Distinct phenotypes, shared etiology: Dissociation of absence epilepsy, audiogenic seizures, and anhedonia in a genetic rat model
Epilepsy is a heterogeneous neurological disorder, characterized by distinct seizure phenotypes. We examined the phenotypic expression of seizures in genetically predisposed rats, focusing on the relationship between absence epilepsy (AE), audiogenic seizures (AGS), and anhedonia. Thirty rats were assessed longitudinally for AE at 6 and 10 months and for AGS susceptibility. Anhedonia was measured using 2% sucrose preference test. Statistical analysis revealed a striking mutual exclusivity between seizure types: only 1 male among 11 AE-positive rats developed AGS, whereas 10 of 19 AE-negative rats (all females) developed AGS. Seizure manifestations in these rats exhibited a binary pattern, with a shared genetic predisposition affecting either corticothalamic or brainstem neural circuits, resulting in either AE or AGS, respectively.

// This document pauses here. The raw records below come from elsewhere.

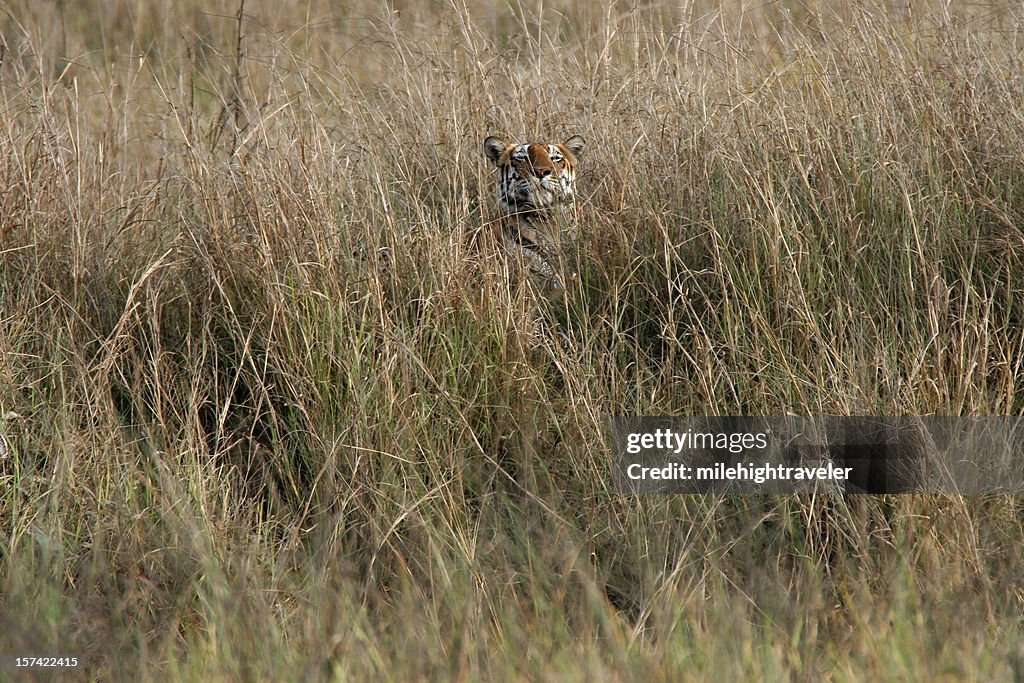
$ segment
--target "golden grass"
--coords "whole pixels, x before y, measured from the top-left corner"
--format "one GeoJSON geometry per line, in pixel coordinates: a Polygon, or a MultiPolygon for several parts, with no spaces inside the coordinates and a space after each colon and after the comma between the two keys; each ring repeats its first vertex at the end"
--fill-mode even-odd
{"type": "Polygon", "coordinates": [[[1017,497],[627,498],[603,437],[1021,414],[1024,16],[952,5],[0,6],[0,651],[1019,677],[1017,497]],[[488,134],[589,143],[540,325],[488,134]]]}

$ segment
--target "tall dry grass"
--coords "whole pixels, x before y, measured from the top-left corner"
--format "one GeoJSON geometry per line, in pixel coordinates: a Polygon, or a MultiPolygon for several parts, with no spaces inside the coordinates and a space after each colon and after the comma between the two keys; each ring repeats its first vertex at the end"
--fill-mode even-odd
{"type": "Polygon", "coordinates": [[[1021,414],[1014,3],[0,9],[0,651],[1022,675],[1018,498],[626,498],[603,438],[1021,414]],[[589,141],[562,302],[487,134],[589,141]]]}

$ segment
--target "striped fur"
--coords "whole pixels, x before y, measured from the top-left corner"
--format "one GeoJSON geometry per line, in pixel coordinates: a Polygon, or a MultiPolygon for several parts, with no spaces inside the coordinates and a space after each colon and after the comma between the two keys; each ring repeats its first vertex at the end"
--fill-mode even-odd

No association was found between either seizure phenotypes and anhedonia, as sucrose preference remained uniformly high across all groups. Logistic regression identified male sex as a negative predictor of AGS risk and confirmed the suppressive effect of AE on AGS susceptibility, although the models were limited by small sample size and strong collinearity between sex and sucrose preference. These results demonstrate circuit-specific phenotypic divergence in genetic epilepsy, with important implications for understanding seizure network development and comorbidity profiles.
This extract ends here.